As for why the repo is not deleted, I believe that one of the principle of lakefs is to never delete underlying storage. To do that, I think you need the Garbage collector
👍 1
👍🏻 1
a
@HT actually I'm not sure deleting a branch should behave like that! Branches are purely mutable objects. Could you please open an issue for that? About repository deletion: yes, this is intentional. Deleting all your data can take a lot of time and is really scary, after all... Definitely doable of course. @Tal Sofer / @Oz Katz WDYT?
h
@Ariel Shaqed (Scolnicov) Looks like I cannot reproduce it ... I will keep an eye on this next time I see it. Good to know that it's not expected.
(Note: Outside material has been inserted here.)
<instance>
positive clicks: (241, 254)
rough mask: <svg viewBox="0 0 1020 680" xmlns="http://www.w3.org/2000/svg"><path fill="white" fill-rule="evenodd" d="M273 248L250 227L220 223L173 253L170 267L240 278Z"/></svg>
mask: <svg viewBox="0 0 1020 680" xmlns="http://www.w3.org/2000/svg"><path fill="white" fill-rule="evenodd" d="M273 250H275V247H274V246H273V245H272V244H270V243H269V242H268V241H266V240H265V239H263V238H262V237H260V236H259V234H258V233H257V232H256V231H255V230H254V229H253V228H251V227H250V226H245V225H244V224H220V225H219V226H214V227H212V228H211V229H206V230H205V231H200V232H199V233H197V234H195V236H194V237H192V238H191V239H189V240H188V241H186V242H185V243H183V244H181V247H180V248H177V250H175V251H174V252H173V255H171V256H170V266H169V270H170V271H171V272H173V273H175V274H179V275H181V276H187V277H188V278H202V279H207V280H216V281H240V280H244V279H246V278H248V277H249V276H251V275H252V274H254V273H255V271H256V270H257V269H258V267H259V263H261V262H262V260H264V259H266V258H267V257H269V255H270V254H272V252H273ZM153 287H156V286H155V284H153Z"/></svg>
Which means something is off in our deployment
a
Just my two cents on repo deletion. I can see why you would not want this behavior by default (especially for repositories in external object storage). However, for the
local
blockstore type, I could see real value in being able to wipe the underlying data along with the metadata.
y
I can see why that makes sense, @Adrian Rumpold. As mentioned by @HT, for safety reasons lakeFS is designed to be run without delete permissions on the storage layer. I would hesitate before adding special treatment for the local blockstore type. Maybe @Oz Katz and @Tal Sofer as product managers will have something to add.
👍 1
👍🏼 1
t
Hi @Nicholas Junge! nice meeting you heart lakefs Thanks for giving this example. Can you please share the use case you have in mind for running a notebook that creates a temporary repo?
n
Hey @Tal Sofer, our use case in which this came up is a tutorial notebook for a Python project - the notebook runs on a local instance, and creates a repo if not already existing. We attempted to design all of our resource creation APIs (branches, tags, repos) idempotently, but got stopped by the backend in the latter case. If we create some immutable state e.g. on a branch in that repo, it can result in different behavior on re-execution. We can always reap the instance as long as we’re local, but in principle, it’s nice to have a hammer that does this without much question.
h
Alternatively, in your case, for tutorial sake, after deleting the repo in lakefs, you can manually delete the corresponding folder in your local blockstore. Like mount the docker storage to your host (assuming that you are running your lakefs server with docker compose ? ) Run your tuto, creting repo, deleting repo. Then issue a `os.rmtree()`on the host path ?
a
I think @Yoni Augarten is (always...) right: the price for such a feature is a much-increased scope for confusion: we will now have an optional feature (delete storage namespace) that requires additional authorization (delete stuff) to perform. Plus, implementing it across all blockstores leaves different edge cases for each blockstore, while implementing it for just one blockstore is again confusing. But I can think of two ways to address both of these! First way: • Add "delete object" (and similar) to the list of permissions that we say lakeFS needs. It can anyway upload an empty object on top of an existing one, which is not very different from deletion. Even on versioned stores! And document that if you don't give deletion then feature X won't work. • Start with a minimal implementation of "delete storage namespace" on the block adapter: it deletes the
dummy
file and the configuration objects. Now the storage namespace is reusable. And for local, we can implement an actual delete subdirectory. For non-local, I think GC will be able to remove the remnants. Alternative way: • Don't change permissions. • Add a flag to "create repo" that will mean "_overwrite existing repo yes this is scary_". When set, creating a repo ignores an existing
dummy
file (like we used to) and also empties out any existing configuration files. For local things will pile up until the user `rm -r`s the namespace; for non-local, I think GC will be able to remove the remnants.
t
Thanks @Ariel Shaqed (Scolnicov)! @Nicholas Junge the way I’d suggest to go about the tutorial you are building is use docker as virtual environment with an ephemeral storage. would that work for you? If this doesn’t work for you, then you can manually delete the corresponding folder as @HT suggested as a workaround. Except for safety reasons for which lakeFS does not run with delete permissions and the time it may take to delete a storage namespace, a lakeFS repo is in nature a long-lived entity that’s logically not expected to get deleted and recreated over and over again. Therefore we don’t think of creatRepo as an idempotent operation.